Correlations of Simulated Black-Hole Movies Reveal Extreme-Lensing Signatures
Barbora Bezděková, Shahar Hadar, George Wong, Maciek Wielgus
TL;DR
The paper addresses detecting extreme gravitational lensing near black holes when the photon ring is unresolved by leveraging the time-dependent two-point image correlation function $\mathcal{C}$. It uses a high-fidelity GRMHD BH movie with ray tracing under slow-light, fast-light, and $n=0$-only prescriptions, then analyzes correlation patterns on a reduced 3D configuration space to identify lensing signatures. The key finding is that a distinct lensing peak at $T \sim 15\ GM/c^3$ and a specific azimuthal location appears in fine-grained image correlations and persists under realistic angular resolution, while coarse observables like light-curve autocorrelations fail to reveal it; the signal's strength depends on the ray-tracing scheme. This work demonstrates a practical pathway to measure extreme lensing effects with upcoming terrestrial VLBI facilities (e.g., ngEHT, BHEX), guiding instrument design and inference strategies for black-hole spacetime tests.
Abstract
A black hole's gravitational pull can deflect light rays to an arbitrary degree. As a result, any source fluctuation near the black hole creates multiple lagged images on an observer's screen. For optically thin stochastic emission, these light echoes give rise to correlations of brightness fluctuations across time-dependent images (movies). The correlation pattern disentangles source-specific characteristics from universal features dictated by general relativity. This picture has motivated a proposal to use the two-point image correlation function as a probe of extreme gravitational lensing in upcoming black-hole imaging campaigns.

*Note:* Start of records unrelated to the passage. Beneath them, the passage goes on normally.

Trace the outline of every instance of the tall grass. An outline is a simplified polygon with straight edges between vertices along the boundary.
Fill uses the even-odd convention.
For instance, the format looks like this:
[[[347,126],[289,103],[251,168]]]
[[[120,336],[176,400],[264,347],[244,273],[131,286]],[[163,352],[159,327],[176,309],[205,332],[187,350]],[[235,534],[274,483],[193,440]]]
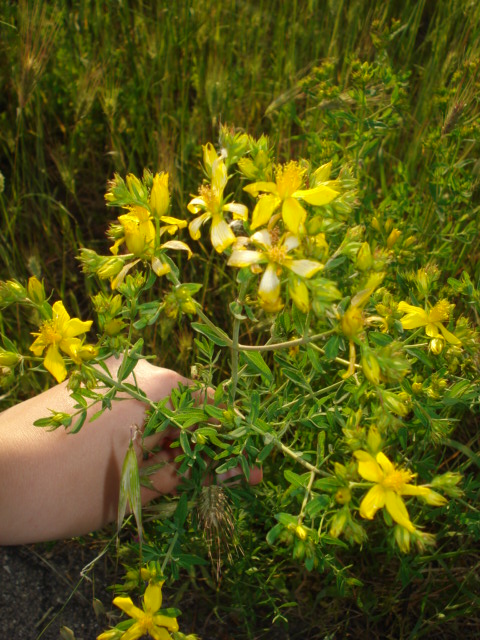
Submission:
[[[0,10],[0,279],[37,275],[84,317],[90,284],[75,256],[81,245],[108,251],[107,180],[115,171],[166,170],[173,213],[187,217],[202,179],[200,144],[215,141],[221,123],[270,135],[284,157],[348,162],[359,179],[356,221],[367,237],[372,225],[415,236],[406,271],[431,259],[443,279],[464,268],[480,278],[478,3],[0,0]],[[192,281],[205,283],[215,313],[222,292],[207,249],[188,268]],[[1,322],[30,343],[21,317]],[[154,328],[152,343],[167,329]],[[175,349],[165,349],[170,365],[188,373]],[[15,394],[7,401],[22,390]],[[471,425],[464,429],[465,441],[475,437]],[[333,594],[332,634],[366,615],[382,637],[375,603],[390,598],[397,637],[428,637],[440,614],[454,620],[478,611],[469,596],[475,569],[466,569],[462,553],[478,564],[471,541],[445,556],[439,550],[438,572],[446,573],[438,578],[420,559],[395,565],[395,575],[392,567],[367,571],[371,600],[363,591],[341,601],[345,619],[338,585],[315,585],[316,598],[302,591],[305,576],[272,573],[272,581],[293,584],[312,611]],[[463,592],[457,571],[467,581]],[[415,572],[419,584],[401,584]],[[446,613],[432,605],[439,593],[453,603]],[[212,598],[227,606],[221,593]],[[423,635],[403,620],[409,611]],[[314,624],[309,616],[305,626]]]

In this work, we test the feasibility of this method by computing the two-point correlation function of brightness fluctuations in a black-hole movie of state-of-the-art realism. The movie is generated by ray tracing a general relativistic magnetohydrodynamic simulation, which can then be blurred to any angular resolution. At an effective resolution expected to be achieved by next-generation terrestrial very-long-baseline interferometric arrays, the lensing signatures appear in neither time-averaged images nor light-curve autocorrelations. However, we demonstrate that they are clearly visible in the more fine-grained two-point image correlation function. Our positive findings motivate a more comprehensive investigation into the instrument specifications and inference techniques needed to resolve extreme lensing effects through correlations.